I would dare say if you ask alumni of Boston how they would characterize our college community, most of them would use the word “family.” This college has a remarkable sense of community, and that’s one of the reasons that, even though we are a small college, most of our students have more friends than the average college student. We have a sense of togetherness that is extraordinary. And the holiday season illustrates that even more visibly.

Our Christmas tradition is gathering our college family at Boston’s historic Old North Church for a candlelit service of music and Scripture readings in one of the most famous old church buildings in the country. Add a stroll in Boston’s North End, and maybe a stop at Mike’s Pastries, and you have a Christmas tradition fit for any family!

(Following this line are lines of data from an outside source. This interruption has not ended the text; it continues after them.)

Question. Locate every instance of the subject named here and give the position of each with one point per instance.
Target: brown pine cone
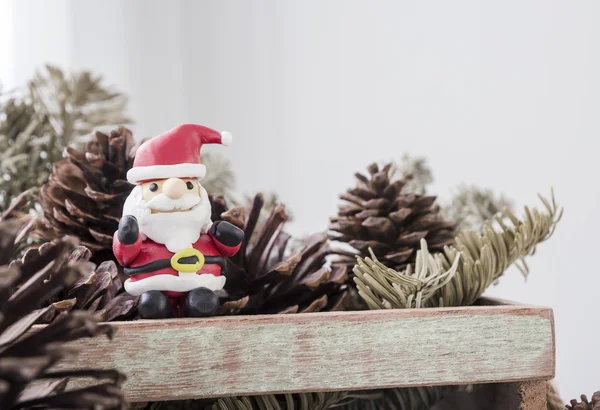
(27, 362)
(263, 278)
(378, 215)
(86, 191)
(585, 404)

But Boston’s family holidays start in the Thanksgiving season, even before the famous feast. We have a Thanksgiving chapel that I think most of our alumni and students would say is their favorite of the year. It’s ridiculously simple. We read Psalms of thanksgiving. We pray communal prayers of thanks for what Jesus has done – to change us from what we were, to this family of brothers and sisters. And then we thank the Lord for each other. I always quote my late friend Bill Lane, who liked to say, “When God gives a gift, He usually wraps it up in a person!” The Boston way to say thanks is to write your specific appreciation for someone on a little white sticker, and then stick it on them at the close of our Thanksgiving chapel. It’s hilarious, emotional, moving, and fun at all once. Everybody leaves covered in stickers of thanks. And I don’t think any of those stickers ever gets thrown away. I keep mine in a secret stash in the cover pages of my Bible. It’s the love evidence of my Boston family.